E.O. Wilson wrote an essay entitled, “Great Scientist ≠ Good at Math”. If you haven’t read it, here is my summary of E.O. Wilson’s statement:
I didn’t learn much math, and I am a successful scientist because I think critically and found collaborators who were good at math. If you think critically, and find collaborators who are good at mathematics and statistics, you can be a successful scientist without personally knowing much math.
The name of my blog is _math_bionerd. I loved math in high school (thanks Mr. Boerner), and majored in Mathematics in college at Creighton University. I did a summer research experience at the University of Nebraska, Lincoln in the Mathematics department. And, for graduate school, I applied to both Mathematics programs and Bioinformatics programs, ultimately choosing the latter, but volunteering to be a teaching assistant for Calculus. I currently study biological questions and large datasets using computer programs and statistical models. So, uh, yes, I think math is important.
Edward Frenkel has an excellent piece responding to Wilson’s essay. I completely agree with his conclusion:
“It would be fine if Wilson restricted the article to his personal experience, a career path that is obsolete for a modern student of biology. We could then discuss the real question, which is how to improve our math education and to eradicate the fear of mathematics that he is talking about.”
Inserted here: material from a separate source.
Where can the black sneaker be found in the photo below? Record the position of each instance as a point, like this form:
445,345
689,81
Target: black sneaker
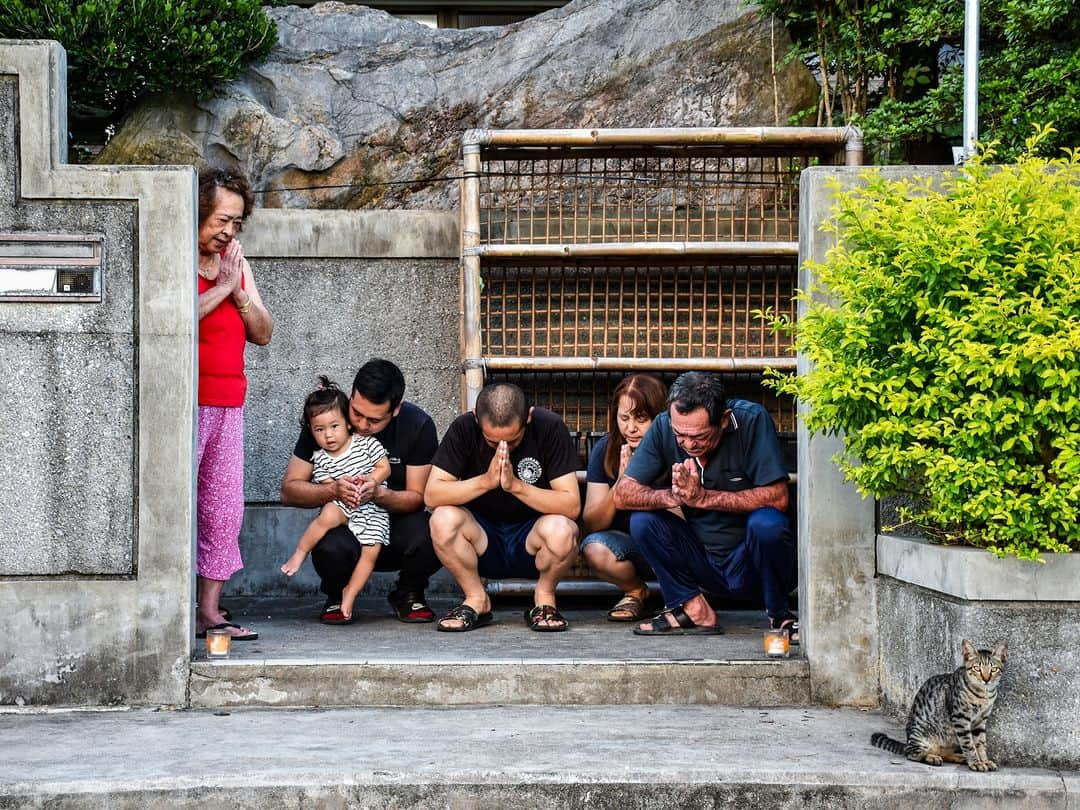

The first thought that struck me, too, about Wilson’s essay is that he is giving antiquated advice to modern students. But, the more I thought about it, I realized that the mark he missed is much larger than that. In any field of scientific research, we can gain more insights by taking a different perspective. This perspective may come from collaborators, but truly successful scientists are able to integrate new opinions, and see their own data in new light. Collaborators are very important, but we should be able to critically assess the contributions of our collaborators. Blindly trusting in a mathematician’s computations is just as foolish as a mathematician unquestioningly accepting the results of a biological experiment. The roots of scientific inquiry are curiosity and skepticism. Curiosity is developed by what we want to discover, but do not yet know. Skepticism occurs when new data are evaluated, within the context of what we know. The two go hand in hand to result in new, exciting, discoveries. But, being curious without being skeptical makes for poor scientific inquiry.
We become scientists because we are curious. While in training, we learn how to be skeptical by increasing our base knowledge. I cannot imagine a point in my career when that training will end. It can be uncomfortable to be a novice, to admit when we don’t understand, and to take the time to learn new material, especially after years of training. But we must, if we are to continue to make progress. This may mean learning more about cardiac disease, or aphid digestion, or polio replication, or linear algebra, or differential equations.
Are there good scientists who are not good at math? Of course there are.
Must one be good at math to be a good scientist? Not necessarily.
But, can anything be gained from perpetuating the notion that math is untouchable, except by experts? No.